In an XFastTrie, we store, for each \(\mathtt{i}\in\{0,\ldots,\mathtt{w}\}\), all the nodes at level \(\mathtt{i}\) in a USet, \(\mathtt{t[i]}\), that is implemented as a hash table (Chapter 5). Using this USet allows us to check in constant expected time if there is a node at level \(\mathtt{i}\) whose label matches the highest-order \(\mathtt{i}\) bits of \(\mathtt{x}\). In fact, we can even find this node using \(\mathtt{t[i]\texttt{.}find(x\text{>>>}(w-i))}\)

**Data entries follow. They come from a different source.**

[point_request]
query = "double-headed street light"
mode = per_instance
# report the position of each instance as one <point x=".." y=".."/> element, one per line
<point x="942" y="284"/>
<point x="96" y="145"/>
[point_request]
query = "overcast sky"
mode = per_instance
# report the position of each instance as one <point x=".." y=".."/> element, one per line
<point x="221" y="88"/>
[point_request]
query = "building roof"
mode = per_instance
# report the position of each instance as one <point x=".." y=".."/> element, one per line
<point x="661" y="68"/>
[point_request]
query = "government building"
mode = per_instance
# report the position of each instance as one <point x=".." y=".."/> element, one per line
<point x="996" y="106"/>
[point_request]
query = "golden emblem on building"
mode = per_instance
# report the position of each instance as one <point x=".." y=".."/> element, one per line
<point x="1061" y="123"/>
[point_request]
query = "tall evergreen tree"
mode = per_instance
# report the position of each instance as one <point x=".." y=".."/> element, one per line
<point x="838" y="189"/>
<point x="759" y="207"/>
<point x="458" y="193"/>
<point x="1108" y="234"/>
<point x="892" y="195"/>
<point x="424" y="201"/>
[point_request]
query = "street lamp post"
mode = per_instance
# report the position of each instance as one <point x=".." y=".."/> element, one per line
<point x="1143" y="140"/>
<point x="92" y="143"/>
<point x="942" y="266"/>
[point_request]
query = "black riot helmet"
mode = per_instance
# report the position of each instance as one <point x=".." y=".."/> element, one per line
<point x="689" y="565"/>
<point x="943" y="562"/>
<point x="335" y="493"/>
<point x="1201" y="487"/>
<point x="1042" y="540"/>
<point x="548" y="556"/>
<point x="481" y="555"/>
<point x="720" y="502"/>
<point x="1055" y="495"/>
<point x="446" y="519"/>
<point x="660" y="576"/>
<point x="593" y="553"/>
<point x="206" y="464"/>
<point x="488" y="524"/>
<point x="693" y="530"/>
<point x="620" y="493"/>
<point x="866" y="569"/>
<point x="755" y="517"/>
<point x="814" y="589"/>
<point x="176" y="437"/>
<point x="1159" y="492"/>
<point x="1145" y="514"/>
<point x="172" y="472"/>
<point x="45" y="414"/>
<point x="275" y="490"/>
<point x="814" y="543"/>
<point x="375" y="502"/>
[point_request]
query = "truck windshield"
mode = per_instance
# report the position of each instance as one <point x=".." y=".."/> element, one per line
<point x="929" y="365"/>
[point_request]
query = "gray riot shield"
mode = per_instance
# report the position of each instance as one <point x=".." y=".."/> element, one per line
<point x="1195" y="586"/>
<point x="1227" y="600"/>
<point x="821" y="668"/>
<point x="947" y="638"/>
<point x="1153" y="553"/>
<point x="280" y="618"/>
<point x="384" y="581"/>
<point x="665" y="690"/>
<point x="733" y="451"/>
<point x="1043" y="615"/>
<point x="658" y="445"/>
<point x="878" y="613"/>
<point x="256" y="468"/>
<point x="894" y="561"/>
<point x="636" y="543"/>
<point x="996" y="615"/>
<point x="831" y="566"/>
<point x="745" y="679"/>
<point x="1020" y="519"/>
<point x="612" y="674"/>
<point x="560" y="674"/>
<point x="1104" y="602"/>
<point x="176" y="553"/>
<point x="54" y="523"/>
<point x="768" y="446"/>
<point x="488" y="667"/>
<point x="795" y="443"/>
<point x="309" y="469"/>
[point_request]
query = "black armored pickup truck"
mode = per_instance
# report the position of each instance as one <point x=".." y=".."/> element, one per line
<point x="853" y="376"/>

The hash tables \(\mathtt{t[0]},\ldots,\mathtt{t[w]}\) allow us to use binary search to find \(\mathtt{u}\). Initially, we know that \(\mathtt{u}\) is at some level \(\mathtt{i}\) with \(0\le \mathtt{i}< \mathtt{w}+1\). We therefore initialize \(\mathtt{l}=0\) and \(\mathtt{h}=\mathtt{w}+1\) and repeatedly look at the hash table \(\mathtt{t[i]}\), where \(\mathtt{i}=\lfloor(\mathtt{l+h})/2\rfloor\). If \(\mathtt{t[i]}\) contains a node whose label matches \(\mathtt{x}\)'s highest-order \(\mathtt{i}\) bits then we set \(\mathtt{l=i}\) ( \(\mathtt{u}\) is at or below level \(\mathtt{i}\)); otherwise we set \(\mathtt{h=i}\) ( \(\mathtt{u}\) is above level \(\mathtt{i}\)). This process terminates when \(\mathtt{h-l}\le 1\), in which case we determine that \(\mathtt{u}\) is at level \(\mathtt{l}\). We then complete the \(\mathtt{find(x)}\) operation using \(\texttt{u.jump}\) and the doubly-linked list of leaves.

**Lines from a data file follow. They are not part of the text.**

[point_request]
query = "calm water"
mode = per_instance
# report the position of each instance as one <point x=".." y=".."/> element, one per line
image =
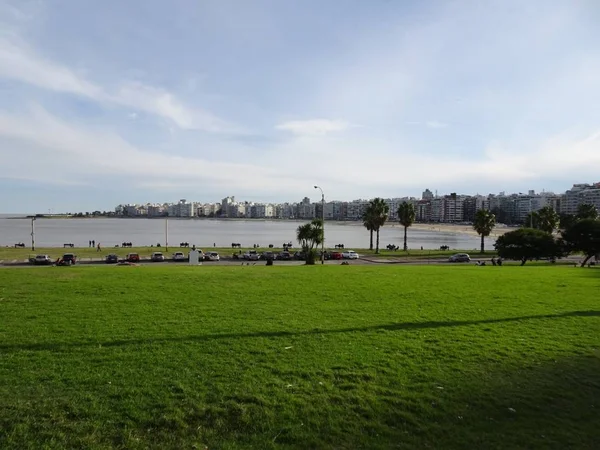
<point x="203" y="233"/>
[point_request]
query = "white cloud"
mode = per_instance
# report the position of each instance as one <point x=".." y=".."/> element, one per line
<point x="17" y="62"/>
<point x="314" y="126"/>
<point x="436" y="124"/>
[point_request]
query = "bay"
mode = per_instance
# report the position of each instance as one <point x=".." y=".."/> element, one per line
<point x="208" y="232"/>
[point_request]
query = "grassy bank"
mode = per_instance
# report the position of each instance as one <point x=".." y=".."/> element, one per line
<point x="21" y="254"/>
<point x="299" y="357"/>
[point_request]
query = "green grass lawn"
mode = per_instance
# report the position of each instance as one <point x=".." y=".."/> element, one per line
<point x="22" y="254"/>
<point x="300" y="357"/>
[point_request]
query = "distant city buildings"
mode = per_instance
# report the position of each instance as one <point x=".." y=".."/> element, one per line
<point x="431" y="207"/>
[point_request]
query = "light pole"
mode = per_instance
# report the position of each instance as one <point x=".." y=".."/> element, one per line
<point x="322" y="224"/>
<point x="33" y="234"/>
<point x="166" y="233"/>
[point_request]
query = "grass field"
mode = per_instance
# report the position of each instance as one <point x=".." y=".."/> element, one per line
<point x="299" y="357"/>
<point x="21" y="254"/>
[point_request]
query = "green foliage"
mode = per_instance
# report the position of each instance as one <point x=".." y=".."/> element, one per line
<point x="406" y="217"/>
<point x="368" y="222"/>
<point x="309" y="236"/>
<point x="348" y="357"/>
<point x="547" y="219"/>
<point x="566" y="220"/>
<point x="587" y="211"/>
<point x="379" y="211"/>
<point x="583" y="236"/>
<point x="526" y="244"/>
<point x="484" y="223"/>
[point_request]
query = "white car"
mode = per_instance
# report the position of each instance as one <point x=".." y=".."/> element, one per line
<point x="350" y="254"/>
<point x="212" y="256"/>
<point x="179" y="256"/>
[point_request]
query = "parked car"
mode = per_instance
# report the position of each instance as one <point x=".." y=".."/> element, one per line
<point x="459" y="257"/>
<point x="179" y="256"/>
<point x="212" y="256"/>
<point x="68" y="259"/>
<point x="157" y="257"/>
<point x="111" y="259"/>
<point x="41" y="260"/>
<point x="133" y="257"/>
<point x="284" y="256"/>
<point x="350" y="254"/>
<point x="267" y="255"/>
<point x="300" y="256"/>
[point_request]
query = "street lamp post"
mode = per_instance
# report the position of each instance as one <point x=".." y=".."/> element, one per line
<point x="167" y="233"/>
<point x="32" y="234"/>
<point x="322" y="224"/>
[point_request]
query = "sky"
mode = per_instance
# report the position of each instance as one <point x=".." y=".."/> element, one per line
<point x="141" y="101"/>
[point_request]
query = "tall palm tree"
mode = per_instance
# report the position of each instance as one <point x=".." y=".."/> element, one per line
<point x="310" y="235"/>
<point x="380" y="210"/>
<point x="484" y="223"/>
<point x="547" y="219"/>
<point x="587" y="211"/>
<point x="406" y="217"/>
<point x="368" y="223"/>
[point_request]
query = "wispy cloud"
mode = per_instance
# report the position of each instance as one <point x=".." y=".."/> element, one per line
<point x="436" y="124"/>
<point x="20" y="63"/>
<point x="313" y="126"/>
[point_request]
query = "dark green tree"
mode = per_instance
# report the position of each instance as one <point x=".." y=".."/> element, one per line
<point x="583" y="236"/>
<point x="310" y="235"/>
<point x="566" y="220"/>
<point x="587" y="211"/>
<point x="484" y="223"/>
<point x="406" y="217"/>
<point x="368" y="221"/>
<point x="380" y="211"/>
<point x="526" y="244"/>
<point x="547" y="219"/>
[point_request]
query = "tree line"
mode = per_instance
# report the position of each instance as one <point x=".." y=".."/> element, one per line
<point x="578" y="233"/>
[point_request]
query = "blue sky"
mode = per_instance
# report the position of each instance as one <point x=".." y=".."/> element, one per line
<point x="147" y="100"/>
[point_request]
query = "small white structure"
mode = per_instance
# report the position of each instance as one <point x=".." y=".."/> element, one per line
<point x="194" y="257"/>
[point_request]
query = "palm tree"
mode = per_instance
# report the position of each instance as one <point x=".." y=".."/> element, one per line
<point x="310" y="235"/>
<point x="484" y="223"/>
<point x="587" y="211"/>
<point x="547" y="219"/>
<point x="379" y="209"/>
<point x="406" y="217"/>
<point x="368" y="223"/>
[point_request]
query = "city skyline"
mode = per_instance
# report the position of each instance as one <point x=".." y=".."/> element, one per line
<point x="269" y="98"/>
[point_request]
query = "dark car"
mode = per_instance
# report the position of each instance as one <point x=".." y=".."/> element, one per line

T find(T x) { int l = 0, h = w+1, ix = it.intValue(x); Node v, u = r, q = newNode(); while (h-l > 1) { int i = (l+h)/2; q.prefix = ix >>> w-i; if ((v = t[i].find(q)) == null) { h = i; } else { u = v; l = i; } } if (l == w) return u.x; Node pred = (((ix >>> w-l-1) & 1) == 1) ? u.jump : u.jump.child[0]; return (pred.child[next] == dummy) ? null : pred.child[next].x; }
Each iteration of the \(\mathtt{while}\) loop in the above method decreases \(\mathtt{h-l}\) by roughly a factor of two, so this loop finds \(\mathtt{u}\) after \(O(\log \mathtt{w})\) iterations. Each iteration performs a constant amount of work and one \(\mathtt{find(x)}\) operation in a USet, which takes a constant expected amount of time. The remaining work takes only constant time, so the \(\mathtt{find(x)}\) method in an XFastTrie takes only \(O(\log\mathtt{w})\) expected time.
The \(\mathtt{add(x)}\) and \(\mathtt{remove(x)}\) methods for an XFastTrie are almost identical to the same methods in a BinaryTrie. The only modifications are for managing the hash tables \(\mathtt{t[0]}\),..., \(\mathtt{t[w]}\). During the \(\mathtt{add(x)}\) operation, when a new node is created at level \(\mathtt{i}\), this node is added to \(\mathtt{t[i]}\). During a \(\mathtt{remove(x)}\) operation, when a node is removed form level \(\mathtt{i}\), this node is removed from \(\mathtt{t[i]}\). Since adding and removing from a hash table take constant expected time, this does not increase the running times of \(\mathtt{add(x)}\) and \(\mathtt{remove(x)}\) by more than a constant factor. We omit a code listing for \(\mathtt{add(x)}\) and \(\mathtt{remove(x)}\) since the code is almost identical to the (long) code listing already provided for the same methods in a BinaryTrie.
The following theorem summarizes the performance of an XFastTrie:
Theorem \(\PageIndex{1}\).
An XFastTrie implements the SSet interface for \(\mathtt{w}\)-bit integers. An XFastTrie supports the operations
- \(\mathtt{add(x)}\) and \(\mathtt{remove(x)}\) in \(O(\mathtt{w})\) expected time per operation and
- \(\mathtt{find(x)}\) in \(O(\log \mathtt{w})\) expected time per operation.
The space used by an XFastTrie that stores \(\mathtt{n}\) values is \(O(\mathtt{n}\cdot\mathtt{w})\).